Infoscope : Quel a été le retour des lecteurs ? Comment le vivez-vous ? 

SVL : Les gens sont très contents, du moins en festival ! Mais je vois bien sur Internet que les lecteurs de la première heure trouvent que la reprise n’est pas à la hauteur de leurs espérances. C’est normal. Je pense aussi que les lecteurs d’origine ont une vision sacré du personnage, une vision d’enfance donc une vision fantasmée.
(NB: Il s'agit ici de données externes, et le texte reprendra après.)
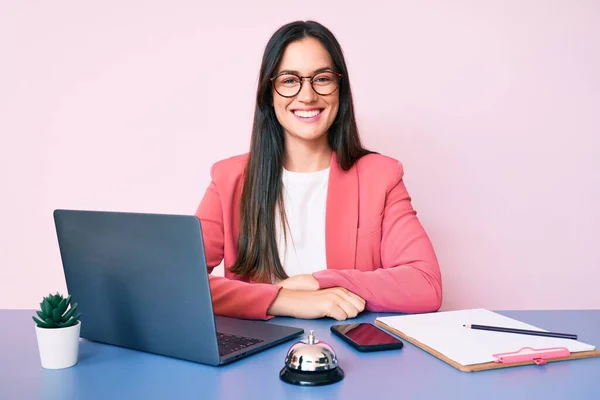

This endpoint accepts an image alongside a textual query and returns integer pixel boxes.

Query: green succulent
[32,292,81,328]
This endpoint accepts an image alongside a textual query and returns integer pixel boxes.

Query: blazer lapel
[325,152,358,269]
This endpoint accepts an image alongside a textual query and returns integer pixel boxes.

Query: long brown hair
[230,21,371,282]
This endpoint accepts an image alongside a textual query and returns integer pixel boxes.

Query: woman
[196,21,442,320]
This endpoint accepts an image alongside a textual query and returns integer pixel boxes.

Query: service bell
[279,331,344,386]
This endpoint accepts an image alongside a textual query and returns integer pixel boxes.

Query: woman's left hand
[276,274,319,290]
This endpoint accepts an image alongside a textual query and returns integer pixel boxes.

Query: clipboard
[375,309,600,372]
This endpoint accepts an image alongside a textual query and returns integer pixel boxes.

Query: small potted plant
[32,293,81,369]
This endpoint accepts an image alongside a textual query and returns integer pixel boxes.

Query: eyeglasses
[271,71,342,97]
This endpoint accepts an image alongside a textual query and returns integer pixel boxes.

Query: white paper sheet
[377,309,595,365]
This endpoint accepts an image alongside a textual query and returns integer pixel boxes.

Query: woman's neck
[283,137,333,172]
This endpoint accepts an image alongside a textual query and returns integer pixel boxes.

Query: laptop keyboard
[217,332,263,357]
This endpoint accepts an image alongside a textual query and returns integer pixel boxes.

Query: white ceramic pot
[35,321,81,369]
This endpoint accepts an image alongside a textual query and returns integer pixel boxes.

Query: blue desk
[0,310,600,400]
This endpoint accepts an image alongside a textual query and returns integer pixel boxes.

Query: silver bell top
[285,331,338,371]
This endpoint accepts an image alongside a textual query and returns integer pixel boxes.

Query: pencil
[463,324,577,340]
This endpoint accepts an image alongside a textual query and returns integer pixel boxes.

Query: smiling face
[273,37,339,147]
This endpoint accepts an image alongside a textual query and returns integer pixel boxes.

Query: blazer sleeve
[195,165,281,320]
[313,163,442,313]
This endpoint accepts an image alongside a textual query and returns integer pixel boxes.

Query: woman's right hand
[267,287,365,321]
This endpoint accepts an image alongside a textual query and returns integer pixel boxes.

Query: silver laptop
[54,210,304,365]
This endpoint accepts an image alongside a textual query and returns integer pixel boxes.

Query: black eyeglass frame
[269,70,344,99]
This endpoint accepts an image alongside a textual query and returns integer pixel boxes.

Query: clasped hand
[267,274,365,321]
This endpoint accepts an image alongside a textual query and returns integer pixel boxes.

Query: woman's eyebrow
[279,67,333,75]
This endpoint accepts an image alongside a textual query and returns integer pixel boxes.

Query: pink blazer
[196,153,442,320]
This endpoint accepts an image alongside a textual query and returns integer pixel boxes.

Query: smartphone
[331,322,404,351]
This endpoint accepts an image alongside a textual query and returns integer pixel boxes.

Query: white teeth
[294,110,321,118]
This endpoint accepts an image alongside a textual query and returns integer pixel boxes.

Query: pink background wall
[0,0,600,309]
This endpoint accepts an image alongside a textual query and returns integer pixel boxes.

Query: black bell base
[279,367,344,386]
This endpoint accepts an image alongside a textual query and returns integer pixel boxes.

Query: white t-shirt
[275,168,329,276]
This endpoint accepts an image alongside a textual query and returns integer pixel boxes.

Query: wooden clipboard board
[375,320,600,372]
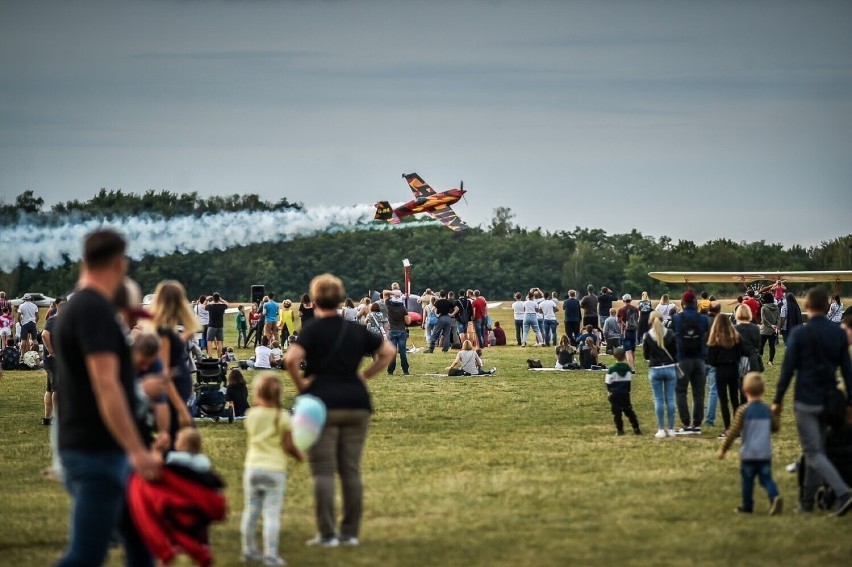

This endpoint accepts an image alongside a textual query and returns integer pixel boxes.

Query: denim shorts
[207,327,225,341]
[21,321,38,341]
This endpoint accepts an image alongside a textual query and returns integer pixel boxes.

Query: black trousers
[609,394,639,432]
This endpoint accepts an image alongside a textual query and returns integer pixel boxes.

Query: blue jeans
[740,461,779,512]
[388,330,408,374]
[793,401,849,508]
[542,319,559,346]
[521,313,544,345]
[429,315,453,352]
[240,469,287,559]
[56,450,154,567]
[648,365,677,429]
[704,364,719,425]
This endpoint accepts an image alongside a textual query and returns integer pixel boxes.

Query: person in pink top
[0,307,15,348]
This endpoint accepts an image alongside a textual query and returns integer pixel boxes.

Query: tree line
[0,190,852,301]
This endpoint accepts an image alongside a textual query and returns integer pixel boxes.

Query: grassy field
[0,304,852,566]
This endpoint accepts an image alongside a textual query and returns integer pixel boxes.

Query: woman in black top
[225,368,249,418]
[152,280,199,446]
[707,315,742,439]
[287,274,395,547]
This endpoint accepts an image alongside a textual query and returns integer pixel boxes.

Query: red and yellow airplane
[375,173,467,231]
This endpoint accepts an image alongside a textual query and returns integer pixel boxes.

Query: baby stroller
[192,358,234,423]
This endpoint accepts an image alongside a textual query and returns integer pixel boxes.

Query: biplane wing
[648,270,852,284]
[402,173,435,197]
[426,205,467,231]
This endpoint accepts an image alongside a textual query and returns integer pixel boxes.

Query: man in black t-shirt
[52,230,160,566]
[598,286,618,327]
[426,290,458,352]
[388,290,411,376]
[562,289,583,343]
[204,292,225,358]
[41,298,65,425]
[580,284,601,329]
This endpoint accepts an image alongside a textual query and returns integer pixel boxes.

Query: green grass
[0,309,852,566]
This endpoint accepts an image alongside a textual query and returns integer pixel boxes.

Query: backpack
[680,313,704,358]
[624,307,639,331]
[0,348,19,370]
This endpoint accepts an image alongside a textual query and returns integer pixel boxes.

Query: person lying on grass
[447,340,497,376]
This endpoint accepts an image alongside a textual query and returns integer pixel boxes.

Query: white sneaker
[305,534,340,547]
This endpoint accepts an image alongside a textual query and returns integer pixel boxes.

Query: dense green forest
[0,190,852,300]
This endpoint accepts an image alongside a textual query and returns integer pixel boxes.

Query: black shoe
[769,494,784,516]
[831,490,852,517]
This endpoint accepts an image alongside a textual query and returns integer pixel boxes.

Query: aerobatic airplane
[375,173,467,231]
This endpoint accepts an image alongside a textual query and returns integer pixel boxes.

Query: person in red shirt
[616,293,639,372]
[743,289,760,325]
[473,289,488,348]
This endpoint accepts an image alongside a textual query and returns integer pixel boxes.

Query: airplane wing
[426,205,467,231]
[402,173,435,197]
[648,271,852,283]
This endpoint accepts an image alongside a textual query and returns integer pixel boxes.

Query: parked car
[9,292,56,307]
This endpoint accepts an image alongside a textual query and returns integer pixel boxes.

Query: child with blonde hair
[240,373,305,565]
[717,372,783,516]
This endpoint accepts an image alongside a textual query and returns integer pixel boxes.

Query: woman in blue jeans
[642,311,677,439]
[521,292,544,346]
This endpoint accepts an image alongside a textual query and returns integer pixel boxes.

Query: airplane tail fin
[373,201,396,221]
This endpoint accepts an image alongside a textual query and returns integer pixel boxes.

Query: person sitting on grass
[0,337,21,370]
[447,340,497,376]
[225,368,249,419]
[603,307,621,354]
[556,335,580,370]
[604,347,642,435]
[717,372,784,516]
[577,325,601,370]
[166,427,212,473]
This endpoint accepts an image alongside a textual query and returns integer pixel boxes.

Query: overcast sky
[0,0,852,245]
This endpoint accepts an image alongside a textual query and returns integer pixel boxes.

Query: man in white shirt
[18,293,38,355]
[538,297,559,346]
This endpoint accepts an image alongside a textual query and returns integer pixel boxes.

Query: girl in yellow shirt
[240,373,305,565]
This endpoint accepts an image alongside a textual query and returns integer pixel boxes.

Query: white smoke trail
[0,205,432,272]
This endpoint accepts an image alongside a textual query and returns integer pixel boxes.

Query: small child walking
[605,347,642,435]
[717,372,784,516]
[240,373,305,565]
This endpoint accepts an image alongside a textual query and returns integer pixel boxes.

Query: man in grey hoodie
[760,291,781,366]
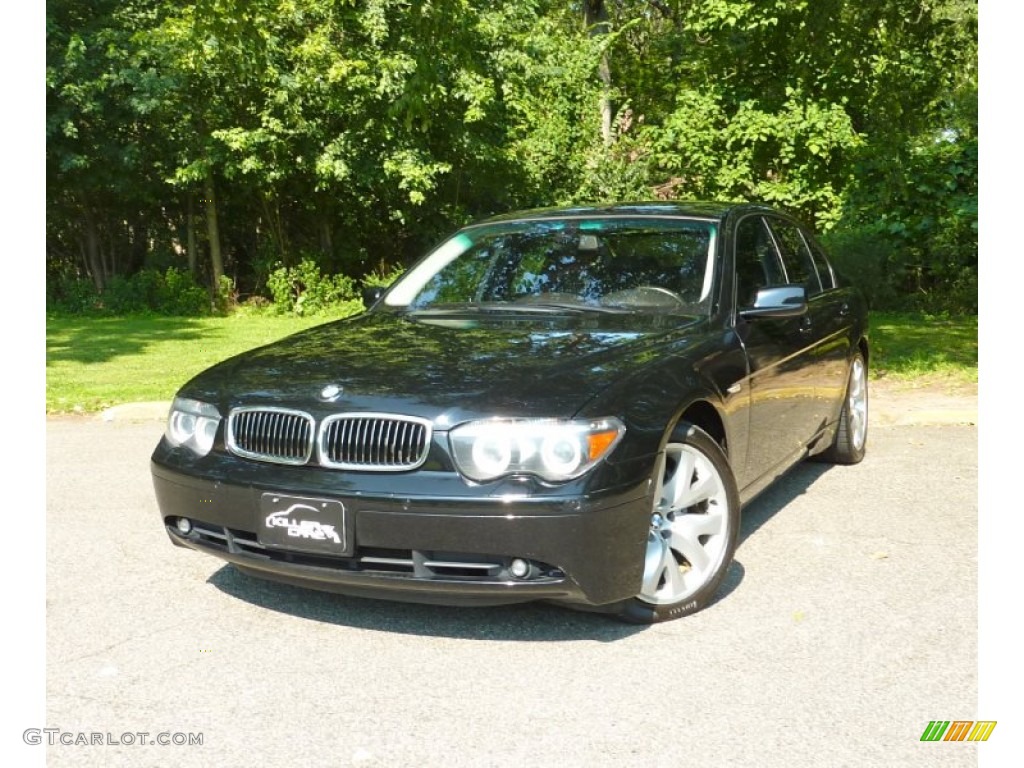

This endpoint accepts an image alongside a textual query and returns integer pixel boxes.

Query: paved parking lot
[44,419,978,767]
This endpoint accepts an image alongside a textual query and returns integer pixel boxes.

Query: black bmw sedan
[152,203,868,623]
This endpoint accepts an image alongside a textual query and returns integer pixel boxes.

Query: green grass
[46,314,328,414]
[46,313,978,414]
[870,312,978,384]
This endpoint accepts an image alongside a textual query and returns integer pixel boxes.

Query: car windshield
[384,217,717,314]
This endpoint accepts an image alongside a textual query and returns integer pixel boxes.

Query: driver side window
[735,216,785,307]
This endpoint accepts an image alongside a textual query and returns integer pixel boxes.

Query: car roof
[472,201,775,226]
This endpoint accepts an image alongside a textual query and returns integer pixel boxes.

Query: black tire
[612,424,740,624]
[814,352,867,464]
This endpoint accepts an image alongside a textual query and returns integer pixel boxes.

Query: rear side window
[771,219,821,296]
[736,216,785,307]
[803,232,836,291]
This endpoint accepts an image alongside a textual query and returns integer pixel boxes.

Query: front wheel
[617,424,739,624]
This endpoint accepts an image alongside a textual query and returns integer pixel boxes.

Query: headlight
[165,397,220,456]
[449,419,626,482]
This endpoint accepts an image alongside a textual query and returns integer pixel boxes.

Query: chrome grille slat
[227,407,315,465]
[317,414,431,472]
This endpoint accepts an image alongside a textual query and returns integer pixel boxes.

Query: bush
[820,226,899,309]
[46,274,99,314]
[360,264,406,288]
[46,267,217,316]
[266,257,362,315]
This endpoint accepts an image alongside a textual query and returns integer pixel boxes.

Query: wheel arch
[664,398,729,457]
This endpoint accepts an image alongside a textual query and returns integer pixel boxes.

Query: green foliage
[266,257,362,316]
[46,267,210,316]
[361,264,406,288]
[46,0,978,312]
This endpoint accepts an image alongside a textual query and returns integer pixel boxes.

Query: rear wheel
[818,352,867,464]
[618,424,739,624]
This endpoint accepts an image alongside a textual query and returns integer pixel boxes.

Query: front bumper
[152,462,651,606]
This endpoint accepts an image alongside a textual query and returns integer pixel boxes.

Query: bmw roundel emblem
[321,384,341,400]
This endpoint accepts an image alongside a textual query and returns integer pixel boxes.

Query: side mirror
[362,286,385,309]
[739,285,807,319]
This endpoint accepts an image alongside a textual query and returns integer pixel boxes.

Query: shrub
[266,257,361,315]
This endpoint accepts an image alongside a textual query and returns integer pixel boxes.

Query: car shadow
[737,461,833,550]
[207,565,646,642]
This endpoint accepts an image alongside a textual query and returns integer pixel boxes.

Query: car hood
[181,311,694,424]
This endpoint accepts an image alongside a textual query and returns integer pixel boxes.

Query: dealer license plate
[257,494,348,555]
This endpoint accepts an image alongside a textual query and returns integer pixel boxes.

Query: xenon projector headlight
[165,397,220,457]
[449,418,626,482]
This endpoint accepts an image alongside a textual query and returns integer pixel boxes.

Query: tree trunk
[185,191,199,274]
[85,208,106,293]
[206,168,224,292]
[583,0,611,146]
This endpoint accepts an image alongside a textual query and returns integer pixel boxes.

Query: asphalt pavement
[41,404,985,768]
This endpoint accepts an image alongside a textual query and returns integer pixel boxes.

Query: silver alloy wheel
[638,442,730,605]
[846,355,867,451]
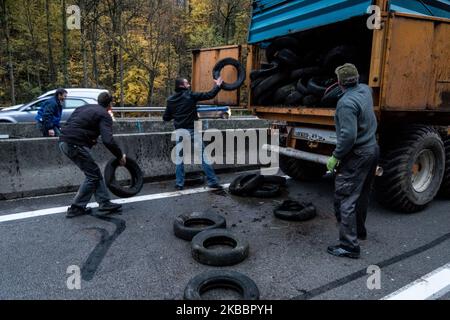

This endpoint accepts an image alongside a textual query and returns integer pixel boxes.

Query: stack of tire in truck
[250,36,367,108]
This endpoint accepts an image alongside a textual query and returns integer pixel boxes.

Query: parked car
[0,88,107,123]
[0,96,97,123]
[38,88,108,100]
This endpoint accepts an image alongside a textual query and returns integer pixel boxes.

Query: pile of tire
[173,212,259,300]
[229,174,286,198]
[250,36,365,108]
C’est très difficile de satisfaire la nostalgie de ces personnes. Mais il y a aussi beaucoup de gens qui m’encouragent. Ils ont envie de voir un Ric Hochet plus moderne. Et Zidrou et moi-même avons envie aussi d’offrir une vision d’auteur et d’apporter notre pierre à l’édifice. Les gens sont bien conscients que ce serait inutile de faire un 79e tome. La série avait besoin d’une nouvelle direction pour mériter de nouveaux albums.

 

Infoscope : Avez-vous gagné un nouveau public ?

SVL : Petit à petit. Nous avons de nouveaux lecteurs ! Un enfant m’a dit : « je suis un lecteur de la première saison ». C’est le langage d’aujourd’hui ! C’est sympa de toucher à tous les âges.

 

Infoscope : Et l’affiche festival de BD de Puteaux ?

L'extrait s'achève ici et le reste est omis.